Keep in mind that with the GSS-API (v2, update 1) re-delegating creds
always requires establishing a new context.

> Perhaps the correct semantic is for rekeying to redo GSSAPI keyex iff
> the credentials currently available are unexpired, don't expire for at
> least 10 minutes (to allow enough time for clock skew and for keyex to
> take whatever real time it actually takes, since if GSSAPI keyex fails
> I believe your session immediately dies), and are different from the
> credentials that were used last time GSSAPI keyex happened, and
> otherwise do rekeying that does not do any verification.

The client can always force rekeying with GSS-API to forward creds if
and when it wants to.  The client could easily check on its credentials
around and after the time of their expiration and rekey as soon as fresh
creds appear to be available.

> I do wonder if that leaves a race condition where if I run kinit at
> the exact same time ssh recieves an update of the clock in the status
> line from my emacs running on a remote system, causing automatic
> rekeying to happen, if it's possible for a gssapi call to fail as a
> result of trying to use credentials that are changing while the keyex
> is happening.

Depends on the implementation.  But I think implementors generally know
about locking :)

> > I do think that there should be an option to force GSS-API rekeying
> > after GSS-API context expiration.
> 
> Can this be done in such a way that the session gets stuck in the
> rekeying state where all data is queued until rekeying is successful?

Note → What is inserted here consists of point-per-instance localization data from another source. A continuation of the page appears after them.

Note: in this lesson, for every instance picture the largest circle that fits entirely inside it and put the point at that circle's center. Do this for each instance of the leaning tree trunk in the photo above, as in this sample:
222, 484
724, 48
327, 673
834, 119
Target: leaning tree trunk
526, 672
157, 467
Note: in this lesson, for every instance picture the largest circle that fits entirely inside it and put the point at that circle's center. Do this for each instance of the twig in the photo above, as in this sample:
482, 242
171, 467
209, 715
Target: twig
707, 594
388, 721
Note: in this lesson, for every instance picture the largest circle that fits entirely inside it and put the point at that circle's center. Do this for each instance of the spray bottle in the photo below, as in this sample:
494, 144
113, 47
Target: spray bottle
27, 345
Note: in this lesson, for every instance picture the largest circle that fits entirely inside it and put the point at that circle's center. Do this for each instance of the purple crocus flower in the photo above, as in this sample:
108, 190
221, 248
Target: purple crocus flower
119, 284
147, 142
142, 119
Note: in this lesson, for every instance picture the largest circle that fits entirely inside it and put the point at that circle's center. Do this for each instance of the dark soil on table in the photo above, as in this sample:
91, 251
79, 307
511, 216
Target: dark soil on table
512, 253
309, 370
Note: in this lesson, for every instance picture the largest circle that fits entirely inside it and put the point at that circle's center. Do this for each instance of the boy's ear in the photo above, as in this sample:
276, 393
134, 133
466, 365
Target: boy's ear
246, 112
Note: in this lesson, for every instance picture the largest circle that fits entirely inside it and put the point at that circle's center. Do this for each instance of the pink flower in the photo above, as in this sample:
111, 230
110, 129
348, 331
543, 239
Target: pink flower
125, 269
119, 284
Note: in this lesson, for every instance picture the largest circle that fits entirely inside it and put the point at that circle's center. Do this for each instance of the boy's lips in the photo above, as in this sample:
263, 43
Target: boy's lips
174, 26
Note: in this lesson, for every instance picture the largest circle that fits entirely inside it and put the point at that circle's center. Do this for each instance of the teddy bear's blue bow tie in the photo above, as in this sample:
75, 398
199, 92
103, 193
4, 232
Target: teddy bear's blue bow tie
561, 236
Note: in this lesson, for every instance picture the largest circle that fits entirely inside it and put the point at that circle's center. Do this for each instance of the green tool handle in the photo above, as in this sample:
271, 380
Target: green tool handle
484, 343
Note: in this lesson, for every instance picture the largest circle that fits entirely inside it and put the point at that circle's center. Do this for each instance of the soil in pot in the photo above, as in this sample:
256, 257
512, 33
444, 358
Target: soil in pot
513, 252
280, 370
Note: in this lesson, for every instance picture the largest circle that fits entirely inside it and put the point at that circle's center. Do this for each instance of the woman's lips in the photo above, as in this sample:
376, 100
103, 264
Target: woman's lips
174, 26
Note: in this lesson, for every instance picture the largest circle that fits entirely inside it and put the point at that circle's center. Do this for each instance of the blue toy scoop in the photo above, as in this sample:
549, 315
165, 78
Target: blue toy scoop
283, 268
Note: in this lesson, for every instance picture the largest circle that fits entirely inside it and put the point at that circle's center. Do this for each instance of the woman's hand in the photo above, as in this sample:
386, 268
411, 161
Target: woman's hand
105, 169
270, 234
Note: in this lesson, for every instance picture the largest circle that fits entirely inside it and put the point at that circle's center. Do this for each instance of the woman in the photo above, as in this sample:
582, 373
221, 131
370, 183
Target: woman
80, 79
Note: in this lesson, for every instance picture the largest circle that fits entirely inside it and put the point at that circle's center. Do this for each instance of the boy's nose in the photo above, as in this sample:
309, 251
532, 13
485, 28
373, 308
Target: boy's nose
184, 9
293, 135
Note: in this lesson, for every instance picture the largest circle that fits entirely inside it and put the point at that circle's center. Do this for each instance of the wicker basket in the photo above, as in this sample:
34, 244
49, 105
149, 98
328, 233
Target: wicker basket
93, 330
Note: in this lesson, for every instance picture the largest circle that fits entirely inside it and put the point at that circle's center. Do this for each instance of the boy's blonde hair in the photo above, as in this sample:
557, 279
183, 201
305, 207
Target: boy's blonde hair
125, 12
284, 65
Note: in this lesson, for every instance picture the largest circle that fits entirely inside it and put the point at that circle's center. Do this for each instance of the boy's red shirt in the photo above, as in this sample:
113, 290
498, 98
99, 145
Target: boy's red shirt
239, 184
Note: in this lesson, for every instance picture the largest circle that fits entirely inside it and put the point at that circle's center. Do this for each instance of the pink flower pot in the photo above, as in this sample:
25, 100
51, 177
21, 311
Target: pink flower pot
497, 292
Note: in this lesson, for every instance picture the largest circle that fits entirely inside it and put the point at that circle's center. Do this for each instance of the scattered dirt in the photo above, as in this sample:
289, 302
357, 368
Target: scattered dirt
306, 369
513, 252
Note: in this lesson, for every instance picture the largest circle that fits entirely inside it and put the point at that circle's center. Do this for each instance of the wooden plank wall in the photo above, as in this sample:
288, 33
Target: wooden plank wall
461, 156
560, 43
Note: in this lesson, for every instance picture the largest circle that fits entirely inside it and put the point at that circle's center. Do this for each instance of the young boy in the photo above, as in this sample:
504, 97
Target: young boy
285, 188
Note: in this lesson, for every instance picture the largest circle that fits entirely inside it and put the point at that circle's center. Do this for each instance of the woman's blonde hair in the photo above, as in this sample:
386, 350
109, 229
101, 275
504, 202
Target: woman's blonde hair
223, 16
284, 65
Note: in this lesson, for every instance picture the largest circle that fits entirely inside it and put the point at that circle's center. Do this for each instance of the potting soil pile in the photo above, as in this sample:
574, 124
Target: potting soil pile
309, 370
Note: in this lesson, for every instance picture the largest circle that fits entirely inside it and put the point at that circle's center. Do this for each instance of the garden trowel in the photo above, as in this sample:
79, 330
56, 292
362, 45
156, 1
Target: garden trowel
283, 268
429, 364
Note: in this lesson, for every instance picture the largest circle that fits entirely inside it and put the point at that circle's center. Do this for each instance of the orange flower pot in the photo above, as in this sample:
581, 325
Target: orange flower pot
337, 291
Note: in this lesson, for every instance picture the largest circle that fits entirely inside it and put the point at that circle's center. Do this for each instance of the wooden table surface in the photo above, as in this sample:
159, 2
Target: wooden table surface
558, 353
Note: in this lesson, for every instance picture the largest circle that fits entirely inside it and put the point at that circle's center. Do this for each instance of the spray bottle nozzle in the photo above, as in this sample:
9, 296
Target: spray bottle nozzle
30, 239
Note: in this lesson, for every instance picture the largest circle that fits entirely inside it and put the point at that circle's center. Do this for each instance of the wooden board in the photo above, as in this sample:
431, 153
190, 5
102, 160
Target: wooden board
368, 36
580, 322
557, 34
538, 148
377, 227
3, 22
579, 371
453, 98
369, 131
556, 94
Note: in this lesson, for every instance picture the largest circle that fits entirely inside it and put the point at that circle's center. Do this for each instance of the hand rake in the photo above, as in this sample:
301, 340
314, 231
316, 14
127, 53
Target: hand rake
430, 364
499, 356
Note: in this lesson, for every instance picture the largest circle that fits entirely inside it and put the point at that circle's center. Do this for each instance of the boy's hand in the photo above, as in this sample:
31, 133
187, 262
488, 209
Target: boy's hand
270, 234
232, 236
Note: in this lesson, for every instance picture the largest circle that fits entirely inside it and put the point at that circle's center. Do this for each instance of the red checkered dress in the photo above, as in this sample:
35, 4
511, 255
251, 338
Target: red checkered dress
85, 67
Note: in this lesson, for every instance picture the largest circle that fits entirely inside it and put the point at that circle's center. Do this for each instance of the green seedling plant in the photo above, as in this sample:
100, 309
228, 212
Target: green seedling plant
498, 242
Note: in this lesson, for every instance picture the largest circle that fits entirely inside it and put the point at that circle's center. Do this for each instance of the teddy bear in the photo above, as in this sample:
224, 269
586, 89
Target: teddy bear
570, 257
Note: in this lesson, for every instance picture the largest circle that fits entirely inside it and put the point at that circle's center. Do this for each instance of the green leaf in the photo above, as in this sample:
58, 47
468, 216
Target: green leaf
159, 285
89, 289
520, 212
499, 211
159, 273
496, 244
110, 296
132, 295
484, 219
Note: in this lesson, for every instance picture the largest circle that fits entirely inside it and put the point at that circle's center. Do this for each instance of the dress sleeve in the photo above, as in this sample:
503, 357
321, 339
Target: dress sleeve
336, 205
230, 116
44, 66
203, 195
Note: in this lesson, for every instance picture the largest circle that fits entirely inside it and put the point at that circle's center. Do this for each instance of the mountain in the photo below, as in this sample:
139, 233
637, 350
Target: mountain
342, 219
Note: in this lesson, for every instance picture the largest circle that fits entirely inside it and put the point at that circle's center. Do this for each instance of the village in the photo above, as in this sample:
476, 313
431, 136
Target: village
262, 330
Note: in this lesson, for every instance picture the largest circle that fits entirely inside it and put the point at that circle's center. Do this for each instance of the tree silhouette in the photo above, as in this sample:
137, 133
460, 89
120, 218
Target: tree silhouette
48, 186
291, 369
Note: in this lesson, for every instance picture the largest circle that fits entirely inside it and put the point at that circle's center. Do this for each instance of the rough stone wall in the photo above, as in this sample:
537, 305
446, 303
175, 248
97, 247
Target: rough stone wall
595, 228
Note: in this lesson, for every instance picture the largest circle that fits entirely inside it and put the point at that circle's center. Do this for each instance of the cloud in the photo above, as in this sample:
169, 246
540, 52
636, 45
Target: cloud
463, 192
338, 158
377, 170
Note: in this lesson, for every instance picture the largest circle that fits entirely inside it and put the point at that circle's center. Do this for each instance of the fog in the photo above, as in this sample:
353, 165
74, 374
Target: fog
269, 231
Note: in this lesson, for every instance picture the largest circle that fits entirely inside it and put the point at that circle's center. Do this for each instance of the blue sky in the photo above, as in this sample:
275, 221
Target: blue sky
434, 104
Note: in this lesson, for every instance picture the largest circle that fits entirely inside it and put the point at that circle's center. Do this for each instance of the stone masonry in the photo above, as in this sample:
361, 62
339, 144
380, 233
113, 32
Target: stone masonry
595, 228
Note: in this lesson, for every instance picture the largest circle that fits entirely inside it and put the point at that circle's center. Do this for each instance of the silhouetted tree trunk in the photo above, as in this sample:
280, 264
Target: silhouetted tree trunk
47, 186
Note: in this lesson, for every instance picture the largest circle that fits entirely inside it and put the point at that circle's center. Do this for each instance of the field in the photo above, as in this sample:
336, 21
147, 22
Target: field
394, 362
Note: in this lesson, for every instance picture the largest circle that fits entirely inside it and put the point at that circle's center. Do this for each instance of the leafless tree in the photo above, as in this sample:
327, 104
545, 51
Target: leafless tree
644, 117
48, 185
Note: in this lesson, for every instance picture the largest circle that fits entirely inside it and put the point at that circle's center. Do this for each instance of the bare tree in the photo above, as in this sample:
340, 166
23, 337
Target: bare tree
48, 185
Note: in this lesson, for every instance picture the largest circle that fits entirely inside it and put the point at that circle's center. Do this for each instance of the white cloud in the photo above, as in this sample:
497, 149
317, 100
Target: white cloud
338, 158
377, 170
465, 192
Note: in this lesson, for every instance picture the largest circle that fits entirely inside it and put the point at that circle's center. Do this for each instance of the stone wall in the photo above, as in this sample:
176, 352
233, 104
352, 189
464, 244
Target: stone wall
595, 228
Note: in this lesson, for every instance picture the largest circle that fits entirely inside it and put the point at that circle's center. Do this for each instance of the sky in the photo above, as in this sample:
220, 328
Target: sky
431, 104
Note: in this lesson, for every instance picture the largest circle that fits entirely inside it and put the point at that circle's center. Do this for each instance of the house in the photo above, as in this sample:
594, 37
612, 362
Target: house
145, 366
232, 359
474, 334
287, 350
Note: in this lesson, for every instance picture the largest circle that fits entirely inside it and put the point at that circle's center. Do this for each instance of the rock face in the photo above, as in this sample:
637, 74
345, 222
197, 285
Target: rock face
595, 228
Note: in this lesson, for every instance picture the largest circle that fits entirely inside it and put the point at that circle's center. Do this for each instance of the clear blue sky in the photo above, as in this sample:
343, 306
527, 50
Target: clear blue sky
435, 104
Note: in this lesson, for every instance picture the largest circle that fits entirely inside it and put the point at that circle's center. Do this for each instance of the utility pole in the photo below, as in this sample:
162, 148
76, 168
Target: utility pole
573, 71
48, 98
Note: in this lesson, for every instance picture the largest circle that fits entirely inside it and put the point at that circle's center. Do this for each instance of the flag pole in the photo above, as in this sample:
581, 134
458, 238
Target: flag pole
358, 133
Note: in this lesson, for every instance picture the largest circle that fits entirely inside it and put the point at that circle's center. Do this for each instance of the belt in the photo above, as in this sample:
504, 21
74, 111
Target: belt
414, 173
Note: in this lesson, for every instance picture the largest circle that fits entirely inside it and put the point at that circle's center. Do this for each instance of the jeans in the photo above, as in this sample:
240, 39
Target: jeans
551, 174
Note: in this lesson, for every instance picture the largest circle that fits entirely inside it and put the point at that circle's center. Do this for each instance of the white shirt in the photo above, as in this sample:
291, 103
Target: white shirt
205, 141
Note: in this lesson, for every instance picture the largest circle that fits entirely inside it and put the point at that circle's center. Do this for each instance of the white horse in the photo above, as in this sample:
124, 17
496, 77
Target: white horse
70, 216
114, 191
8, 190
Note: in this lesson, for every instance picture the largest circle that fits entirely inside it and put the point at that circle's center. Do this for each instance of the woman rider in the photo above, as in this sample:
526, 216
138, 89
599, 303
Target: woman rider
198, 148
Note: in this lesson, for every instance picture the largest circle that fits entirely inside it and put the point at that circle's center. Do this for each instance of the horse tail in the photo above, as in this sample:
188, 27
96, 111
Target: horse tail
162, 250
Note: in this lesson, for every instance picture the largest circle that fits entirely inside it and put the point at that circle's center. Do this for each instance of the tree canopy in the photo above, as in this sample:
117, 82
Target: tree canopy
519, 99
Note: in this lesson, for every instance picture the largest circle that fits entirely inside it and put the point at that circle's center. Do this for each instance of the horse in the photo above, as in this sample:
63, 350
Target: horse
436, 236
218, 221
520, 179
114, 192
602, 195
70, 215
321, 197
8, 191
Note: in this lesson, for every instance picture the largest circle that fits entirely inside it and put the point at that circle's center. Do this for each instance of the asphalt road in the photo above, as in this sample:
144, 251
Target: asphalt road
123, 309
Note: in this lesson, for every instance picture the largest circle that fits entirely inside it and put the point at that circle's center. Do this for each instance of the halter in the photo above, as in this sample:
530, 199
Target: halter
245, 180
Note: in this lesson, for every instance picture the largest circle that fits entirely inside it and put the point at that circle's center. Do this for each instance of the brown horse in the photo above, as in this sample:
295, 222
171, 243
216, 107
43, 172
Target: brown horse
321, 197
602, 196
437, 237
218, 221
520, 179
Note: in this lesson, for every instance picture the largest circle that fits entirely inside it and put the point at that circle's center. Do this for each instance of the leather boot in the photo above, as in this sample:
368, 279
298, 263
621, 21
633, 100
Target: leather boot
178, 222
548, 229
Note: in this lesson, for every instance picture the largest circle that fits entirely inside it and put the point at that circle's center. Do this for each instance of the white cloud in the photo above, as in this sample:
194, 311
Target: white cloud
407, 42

Dunno - 'twould be a nice feature though (should the server stop your
processes too?)

> (Otherwise, I'm not sure that it would be meaningfully different from
> an option to just close the connection if the gssapi credentials ever
> are allowed to expire without being renewed.)

It sure is different; some implementations might cache users' longterm
keys and keep refreshing their creds as long as the user is logged in on
the console, say (I believe on implementation of Kerberos does this), so
that the user effectively always has creds as long as she stays logged
in on console somewhere and is not terminated or locked out.